¹Level of evidence is a pragmatic synthesis based on study design, sample size, risk of bias, and consistency (not a formal Grading of Recommendations, Assessment, Development and Evaluation assessment). GABA-B: γ-aminobutyric acid type B receptor; RAAS: Renin-angiotensin-aldosterone system; RCT: Randomized controlled trial; VAS: Visual Analogue Scale; QoL: Quality of life; GI: Gastrointestinal; CNS: Central nervous system; TTP: Thrombotic thrombocytopenic purpura; HUS: Hemolytic uremic syndrome; QT interval.
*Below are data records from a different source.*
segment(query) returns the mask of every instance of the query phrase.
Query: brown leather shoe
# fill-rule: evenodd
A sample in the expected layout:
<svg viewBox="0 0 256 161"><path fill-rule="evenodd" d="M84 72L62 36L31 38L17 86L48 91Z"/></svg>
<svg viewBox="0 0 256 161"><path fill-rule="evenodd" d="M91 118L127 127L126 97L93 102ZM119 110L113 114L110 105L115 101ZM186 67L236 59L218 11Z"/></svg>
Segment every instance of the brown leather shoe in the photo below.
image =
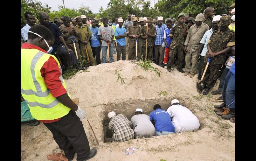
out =
<svg viewBox="0 0 256 161"><path fill-rule="evenodd" d="M68 161L67 158L62 153L58 153L55 154L49 154L46 157L48 160L57 161Z"/></svg>
<svg viewBox="0 0 256 161"><path fill-rule="evenodd" d="M184 73L184 75L185 76L187 76L187 75L188 75L189 74L189 73L188 72L185 72L185 73Z"/></svg>
<svg viewBox="0 0 256 161"><path fill-rule="evenodd" d="M222 115L226 115L229 112L229 109L226 107L223 107L221 111L217 111L216 114L219 116L221 116Z"/></svg>
<svg viewBox="0 0 256 161"><path fill-rule="evenodd" d="M195 74L191 74L190 76L190 78L193 78L194 77Z"/></svg>

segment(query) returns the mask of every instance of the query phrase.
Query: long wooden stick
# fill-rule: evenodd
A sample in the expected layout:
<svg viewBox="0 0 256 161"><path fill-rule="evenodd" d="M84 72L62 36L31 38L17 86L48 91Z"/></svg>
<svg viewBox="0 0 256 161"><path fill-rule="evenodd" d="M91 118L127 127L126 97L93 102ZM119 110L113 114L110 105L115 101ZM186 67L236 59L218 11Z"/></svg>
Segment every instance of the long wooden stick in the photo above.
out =
<svg viewBox="0 0 256 161"><path fill-rule="evenodd" d="M147 25L147 32L148 31L148 26ZM147 44L148 44L148 38L147 38L146 40L146 57L145 57L145 60L147 60Z"/></svg>
<svg viewBox="0 0 256 161"><path fill-rule="evenodd" d="M90 122L89 122L89 120L88 120L88 119L87 119L87 121L88 121L88 123L89 123L89 125L90 125L90 127L91 127L91 130L92 130L92 132L93 133L93 135L94 135L94 137L95 137L95 138L96 139L96 141L97 141L97 143L98 144L98 145L99 145L99 143L98 142L98 140L97 139L97 138L96 138L96 136L95 135L95 134L94 133L94 131L93 131L93 129L92 129L92 127L91 127L91 124L90 124Z"/></svg>

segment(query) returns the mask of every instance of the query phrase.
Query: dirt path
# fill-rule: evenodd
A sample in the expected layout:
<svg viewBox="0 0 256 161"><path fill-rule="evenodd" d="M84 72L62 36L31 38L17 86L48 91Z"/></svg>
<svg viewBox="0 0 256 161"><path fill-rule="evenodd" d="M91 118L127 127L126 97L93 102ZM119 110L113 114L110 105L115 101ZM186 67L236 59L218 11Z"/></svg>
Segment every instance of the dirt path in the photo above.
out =
<svg viewBox="0 0 256 161"><path fill-rule="evenodd" d="M143 71L132 62L118 61L91 67L87 72L79 72L65 81L72 98L80 98L79 106L85 111L86 119L99 143L98 145L86 119L83 120L90 146L98 150L96 156L90 160L235 160L235 124L222 119L213 112L213 105L221 103L217 100L219 95L199 95L196 75L190 78L176 70L170 73L152 65L161 72L160 77L154 71ZM116 69L125 78L125 84L121 85L120 79L117 82ZM217 86L211 91L217 88ZM159 96L156 92L161 91L166 91L166 95ZM114 110L129 118L136 108L150 112L154 103L166 110L174 98L198 118L199 130L122 143L104 142L102 122L108 112ZM60 151L43 124L32 127L22 124L21 133L21 160L48 160L48 154ZM125 151L131 144L135 152L126 155Z"/></svg>

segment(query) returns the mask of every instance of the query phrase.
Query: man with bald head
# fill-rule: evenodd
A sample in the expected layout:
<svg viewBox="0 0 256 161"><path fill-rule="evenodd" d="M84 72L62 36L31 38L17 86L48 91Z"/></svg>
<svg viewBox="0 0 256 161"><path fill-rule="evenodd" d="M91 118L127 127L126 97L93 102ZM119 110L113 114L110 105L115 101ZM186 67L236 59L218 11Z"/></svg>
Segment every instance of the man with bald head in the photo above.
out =
<svg viewBox="0 0 256 161"><path fill-rule="evenodd" d="M203 22L209 26L209 28L212 27L212 18L214 12L214 8L211 7L206 8L205 13L204 14L204 19L203 20Z"/></svg>
<svg viewBox="0 0 256 161"><path fill-rule="evenodd" d="M73 65L76 69L81 69L78 64L78 60L74 55L69 53L69 52L73 52L73 51L67 47L62 37L62 33L58 26L55 24L49 22L49 16L46 13L41 12L39 16L40 20L42 22L40 25L48 28L54 37L54 43L52 46L53 48L53 55L56 57L60 57L63 60L63 64L67 67ZM62 44L60 42L60 41Z"/></svg>

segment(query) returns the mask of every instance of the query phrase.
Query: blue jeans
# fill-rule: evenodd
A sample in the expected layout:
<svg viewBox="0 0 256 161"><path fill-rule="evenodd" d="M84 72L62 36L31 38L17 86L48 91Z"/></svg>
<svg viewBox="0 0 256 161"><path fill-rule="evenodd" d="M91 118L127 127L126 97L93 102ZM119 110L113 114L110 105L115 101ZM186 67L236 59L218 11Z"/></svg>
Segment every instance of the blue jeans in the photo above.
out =
<svg viewBox="0 0 256 161"><path fill-rule="evenodd" d="M224 81L222 91L222 99L226 107L229 109L236 108L235 85L236 75L229 70Z"/></svg>
<svg viewBox="0 0 256 161"><path fill-rule="evenodd" d="M168 134L174 134L174 132L169 131L156 131L155 135L160 136L163 135L168 135Z"/></svg>
<svg viewBox="0 0 256 161"><path fill-rule="evenodd" d="M107 51L108 49L107 46L101 46L102 50L102 63L106 63L107 62ZM113 47L112 46L109 46L109 62L114 62L114 55L113 55Z"/></svg>

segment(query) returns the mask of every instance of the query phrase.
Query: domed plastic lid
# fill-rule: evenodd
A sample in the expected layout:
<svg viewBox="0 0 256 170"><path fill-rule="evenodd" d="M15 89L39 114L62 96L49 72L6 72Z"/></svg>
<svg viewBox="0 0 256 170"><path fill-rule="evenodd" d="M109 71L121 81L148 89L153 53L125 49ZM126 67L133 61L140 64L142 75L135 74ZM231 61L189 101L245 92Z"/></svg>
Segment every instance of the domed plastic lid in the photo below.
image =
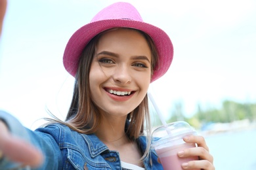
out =
<svg viewBox="0 0 256 170"><path fill-rule="evenodd" d="M182 139L183 137L195 134L196 131L186 122L179 121L162 126L156 128L152 135L152 145L156 146L160 143L175 143L175 141ZM181 141L180 141L181 142Z"/></svg>

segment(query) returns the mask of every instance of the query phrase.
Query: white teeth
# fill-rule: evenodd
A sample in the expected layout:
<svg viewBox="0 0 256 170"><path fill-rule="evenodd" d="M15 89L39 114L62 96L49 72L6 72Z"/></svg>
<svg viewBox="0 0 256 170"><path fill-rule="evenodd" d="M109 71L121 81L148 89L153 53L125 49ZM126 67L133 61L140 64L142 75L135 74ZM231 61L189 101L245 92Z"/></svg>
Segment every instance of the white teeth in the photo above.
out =
<svg viewBox="0 0 256 170"><path fill-rule="evenodd" d="M120 92L120 91L116 91L113 90L108 90L110 94L116 94L117 95L130 95L131 92Z"/></svg>

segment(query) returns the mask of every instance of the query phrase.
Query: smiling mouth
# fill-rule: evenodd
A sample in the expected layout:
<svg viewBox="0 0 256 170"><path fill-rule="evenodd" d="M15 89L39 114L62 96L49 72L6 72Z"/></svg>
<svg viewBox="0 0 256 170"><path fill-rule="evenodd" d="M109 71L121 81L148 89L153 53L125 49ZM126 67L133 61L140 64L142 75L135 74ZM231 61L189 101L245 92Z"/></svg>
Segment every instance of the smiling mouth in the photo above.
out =
<svg viewBox="0 0 256 170"><path fill-rule="evenodd" d="M121 91L116 91L116 90L113 90L111 89L105 89L106 92L111 94L114 94L116 95L129 95L131 94L132 94L132 92L121 92Z"/></svg>

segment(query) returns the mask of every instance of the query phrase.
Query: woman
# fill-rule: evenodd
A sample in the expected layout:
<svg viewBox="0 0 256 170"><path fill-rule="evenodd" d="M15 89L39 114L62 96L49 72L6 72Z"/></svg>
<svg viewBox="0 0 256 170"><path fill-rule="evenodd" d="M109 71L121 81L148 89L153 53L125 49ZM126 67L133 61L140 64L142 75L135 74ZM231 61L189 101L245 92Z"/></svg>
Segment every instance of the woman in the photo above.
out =
<svg viewBox="0 0 256 170"><path fill-rule="evenodd" d="M168 35L143 22L131 5L117 3L102 9L74 33L65 49L64 67L75 77L66 121L51 120L32 131L0 112L0 168L161 169L147 140L146 93L150 83L167 71L173 54ZM14 135L32 146L16 142ZM181 150L179 156L200 159L182 166L214 169L203 138L184 140L198 147Z"/></svg>

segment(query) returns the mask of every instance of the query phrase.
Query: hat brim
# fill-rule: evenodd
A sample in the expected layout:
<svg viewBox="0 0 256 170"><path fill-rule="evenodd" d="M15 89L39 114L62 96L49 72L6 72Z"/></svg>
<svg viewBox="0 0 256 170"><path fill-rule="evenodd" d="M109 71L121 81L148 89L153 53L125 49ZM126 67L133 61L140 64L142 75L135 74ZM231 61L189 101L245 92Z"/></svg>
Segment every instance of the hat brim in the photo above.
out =
<svg viewBox="0 0 256 170"><path fill-rule="evenodd" d="M88 42L98 33L114 27L129 27L140 30L152 39L158 53L158 65L154 69L151 82L163 76L168 70L173 57L173 46L170 38L162 29L151 24L131 20L105 20L86 24L70 37L63 56L65 69L75 76L79 58Z"/></svg>

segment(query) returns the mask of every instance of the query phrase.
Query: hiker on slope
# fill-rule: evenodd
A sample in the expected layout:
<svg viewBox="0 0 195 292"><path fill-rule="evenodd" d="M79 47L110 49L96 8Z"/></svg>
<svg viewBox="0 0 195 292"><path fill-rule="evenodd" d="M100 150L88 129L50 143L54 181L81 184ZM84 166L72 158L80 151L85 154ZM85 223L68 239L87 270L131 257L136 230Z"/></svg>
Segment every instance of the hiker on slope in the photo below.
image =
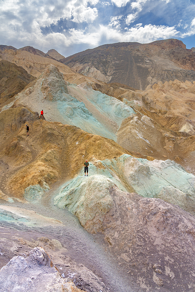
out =
<svg viewBox="0 0 195 292"><path fill-rule="evenodd" d="M42 110L41 112L41 115L39 117L39 119L40 119L41 116L42 116L42 117L43 118L43 114L44 114L43 110Z"/></svg>
<svg viewBox="0 0 195 292"><path fill-rule="evenodd" d="M27 125L26 125L26 133L27 133L27 136L29 136L29 134L28 134L28 131L29 130L29 127Z"/></svg>
<svg viewBox="0 0 195 292"><path fill-rule="evenodd" d="M85 173L85 176L86 176L86 171L87 171L87 176L88 176L88 166L89 164L89 162L87 162L87 159L86 159L86 162L84 164L84 171Z"/></svg>

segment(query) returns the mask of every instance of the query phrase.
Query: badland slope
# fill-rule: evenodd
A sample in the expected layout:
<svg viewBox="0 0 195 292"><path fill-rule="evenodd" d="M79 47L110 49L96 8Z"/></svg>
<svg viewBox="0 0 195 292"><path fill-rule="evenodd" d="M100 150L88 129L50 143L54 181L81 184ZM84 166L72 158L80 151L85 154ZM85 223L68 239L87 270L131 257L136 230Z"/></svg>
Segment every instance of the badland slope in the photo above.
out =
<svg viewBox="0 0 195 292"><path fill-rule="evenodd" d="M144 90L149 84L195 79L195 55L180 41L118 43L89 49L61 60L74 71L108 83Z"/></svg>
<svg viewBox="0 0 195 292"><path fill-rule="evenodd" d="M0 263L42 246L61 276L17 257L1 272L8 287L18 265L29 285L53 279L59 292L62 277L76 291L192 292L194 82L138 90L14 51L1 55L37 78L0 105Z"/></svg>
<svg viewBox="0 0 195 292"><path fill-rule="evenodd" d="M35 112L44 108L49 121L109 138L128 151L176 160L195 171L193 82L159 82L143 91L94 82L70 70L62 74L49 65L9 106L27 105ZM78 85L65 81L67 77Z"/></svg>
<svg viewBox="0 0 195 292"><path fill-rule="evenodd" d="M7 101L35 79L23 68L7 61L0 61L0 103Z"/></svg>
<svg viewBox="0 0 195 292"><path fill-rule="evenodd" d="M32 47L33 49L33 51L31 52L27 49L10 49L6 48L8 46L5 46L6 48L0 49L0 60L8 61L18 66L20 66L26 70L29 74L35 77L38 77L48 65L53 64L64 74L65 80L71 83L79 84L85 81L98 82L94 78L75 73L69 67L53 58L51 59L51 57L49 58L46 55L45 57L41 56L41 55L42 55L42 53L40 54L35 53L37 52L37 50L32 47ZM40 51L41 52L41 51ZM46 55L44 53L42 53Z"/></svg>

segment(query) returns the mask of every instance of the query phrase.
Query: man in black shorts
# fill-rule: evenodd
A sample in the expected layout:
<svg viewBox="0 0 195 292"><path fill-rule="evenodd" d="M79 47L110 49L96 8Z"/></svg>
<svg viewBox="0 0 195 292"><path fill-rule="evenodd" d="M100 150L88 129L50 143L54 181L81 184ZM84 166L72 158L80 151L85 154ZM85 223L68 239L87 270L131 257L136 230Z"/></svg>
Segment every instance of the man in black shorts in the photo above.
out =
<svg viewBox="0 0 195 292"><path fill-rule="evenodd" d="M85 173L85 176L86 175L86 171L87 171L87 176L88 176L88 166L89 164L87 162L87 159L86 159L86 162L84 164L84 171Z"/></svg>
<svg viewBox="0 0 195 292"><path fill-rule="evenodd" d="M26 133L27 133L27 134L26 135L29 136L29 135L28 134L28 131L29 130L29 127L27 125L26 125Z"/></svg>

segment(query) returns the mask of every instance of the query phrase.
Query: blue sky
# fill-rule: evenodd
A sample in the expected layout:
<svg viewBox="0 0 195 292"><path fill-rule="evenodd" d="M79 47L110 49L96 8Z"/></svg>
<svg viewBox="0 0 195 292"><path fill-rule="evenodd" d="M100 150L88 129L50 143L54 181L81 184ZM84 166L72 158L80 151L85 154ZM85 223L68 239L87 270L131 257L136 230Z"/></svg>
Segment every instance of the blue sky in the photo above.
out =
<svg viewBox="0 0 195 292"><path fill-rule="evenodd" d="M0 44L65 57L105 44L177 39L195 47L195 0L0 0Z"/></svg>

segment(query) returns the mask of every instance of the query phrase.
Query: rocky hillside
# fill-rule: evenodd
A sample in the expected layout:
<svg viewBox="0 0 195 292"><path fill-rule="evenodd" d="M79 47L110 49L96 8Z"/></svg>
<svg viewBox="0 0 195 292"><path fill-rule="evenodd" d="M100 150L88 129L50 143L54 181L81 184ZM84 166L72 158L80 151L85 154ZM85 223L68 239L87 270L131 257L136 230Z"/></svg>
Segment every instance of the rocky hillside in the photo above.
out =
<svg viewBox="0 0 195 292"><path fill-rule="evenodd" d="M121 44L100 47L105 59ZM27 47L0 51L14 93L0 100L0 290L193 292L195 81L182 64L194 53L175 40L124 44L144 73L147 60L183 70L153 85L143 74L141 90ZM16 76L26 81L14 93Z"/></svg>
<svg viewBox="0 0 195 292"><path fill-rule="evenodd" d="M0 103L7 101L35 79L23 68L7 61L0 61Z"/></svg>
<svg viewBox="0 0 195 292"><path fill-rule="evenodd" d="M49 50L47 53L46 53L46 55L49 55L50 57L54 58L57 61L59 61L59 60L61 60L65 58L63 56L59 54L58 52L57 52L54 49Z"/></svg>
<svg viewBox="0 0 195 292"><path fill-rule="evenodd" d="M138 89L159 81L195 79L195 54L173 39L148 44L118 43L88 49L61 60L73 70L107 83Z"/></svg>

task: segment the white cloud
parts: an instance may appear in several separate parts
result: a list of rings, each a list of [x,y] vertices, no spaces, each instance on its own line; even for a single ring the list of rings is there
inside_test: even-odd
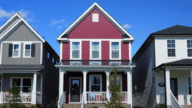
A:
[[[129,24],[124,24],[123,27],[124,27],[125,29],[128,29],[128,28],[131,27],[131,25],[129,25]]]
[[[18,12],[27,21],[33,21],[34,20],[35,14],[33,12],[26,11],[24,9],[20,9],[18,11],[9,11],[8,12],[6,10],[3,10],[1,7],[0,7],[0,18],[1,19],[10,18],[16,12]]]

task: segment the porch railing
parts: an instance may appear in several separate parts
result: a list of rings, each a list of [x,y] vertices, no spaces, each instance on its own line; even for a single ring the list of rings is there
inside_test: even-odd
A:
[[[106,92],[87,92],[87,103],[105,103]]]
[[[61,65],[120,66],[120,65],[130,65],[130,62],[129,62],[129,60],[62,60]]]
[[[1,102],[3,103],[8,103],[10,102],[10,100],[13,99],[12,94],[2,93],[2,95],[3,95],[3,98]],[[31,103],[31,97],[32,97],[32,93],[21,93],[20,94],[21,103]]]
[[[171,96],[171,106],[173,108],[181,108],[181,106],[179,105],[178,101],[176,100],[175,96],[171,91],[170,91],[170,96]]]

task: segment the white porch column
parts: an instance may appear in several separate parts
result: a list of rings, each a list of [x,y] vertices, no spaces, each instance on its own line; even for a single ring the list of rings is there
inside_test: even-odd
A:
[[[127,70],[127,104],[132,108],[132,68]]]
[[[83,97],[84,97],[84,103],[87,104],[87,70],[83,70]]]
[[[64,88],[64,74],[66,71],[63,69],[59,69],[59,99],[61,98],[61,95],[63,94],[63,88]]]
[[[32,90],[32,99],[31,104],[36,104],[36,96],[37,96],[37,72],[33,74],[33,90]]]
[[[106,98],[110,102],[110,93],[109,93],[109,72],[105,71],[106,73]]]
[[[170,69],[165,70],[165,78],[166,78],[166,98],[167,98],[167,105],[171,105],[171,94],[170,94]]]

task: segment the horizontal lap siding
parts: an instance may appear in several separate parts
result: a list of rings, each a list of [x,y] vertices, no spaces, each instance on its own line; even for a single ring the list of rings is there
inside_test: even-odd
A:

Table 2 Summary of therapeutic studies for muscle cramps in liver cirrhosis

Therapy	Study design	Sample size (n)	Duration	Key outcomes	Major limitations	Strength of evidence
Taurine	Randomized crossover + open-label studies	9-30	4-8 weeks	↓Cramp frequency, severity, and duration	Small samples; subjective outcomes; short follow-up	Moderate
L-carnitine	Prospective observational study	42	8 weeks	↓Cramp frequency; ↓VAS scores	Non-randomized; placebo effect possible	Low
BCAA	Randomized trial (timing regimens)	37	3 months	↓Cramp frequency; ↑QoL	No placebo control; nutritional confounding	Low-Moderate
Baclofen	Randomized open-label placebo-controlled	100	3 months	↓Frequency, severity, duration	Open-label; sedation risk	Moderate
Methocarbamol	Randomized controlled trial	100	1 month	Marked ↓cramps and pain scores	Short duration; limited replication	Moderate
Albumin (intravenous)	Randomized crossover	12	4 weeks	↓Cramp frequency during treatment	Very small sample; intravenous burden	Low
Zinc	Uncontrolled pilot study	12	12 weeks	Symptom improvement in majority	No control group; selection bias	Very low
Vitamin E	Case series + RCT crossover	9-23	4 weeks	Conflicting results	Underpowered; inconsistent design	Very low
Quinine/quinidine	RCT	31	4 weeks	↓Cramp frequency	Serious adverse effects	Low

BCAA: Branched-chain amino acids; RCT: Randomized controlled trial; VAS: Visual Analogue Scale; QoL: Quality of life.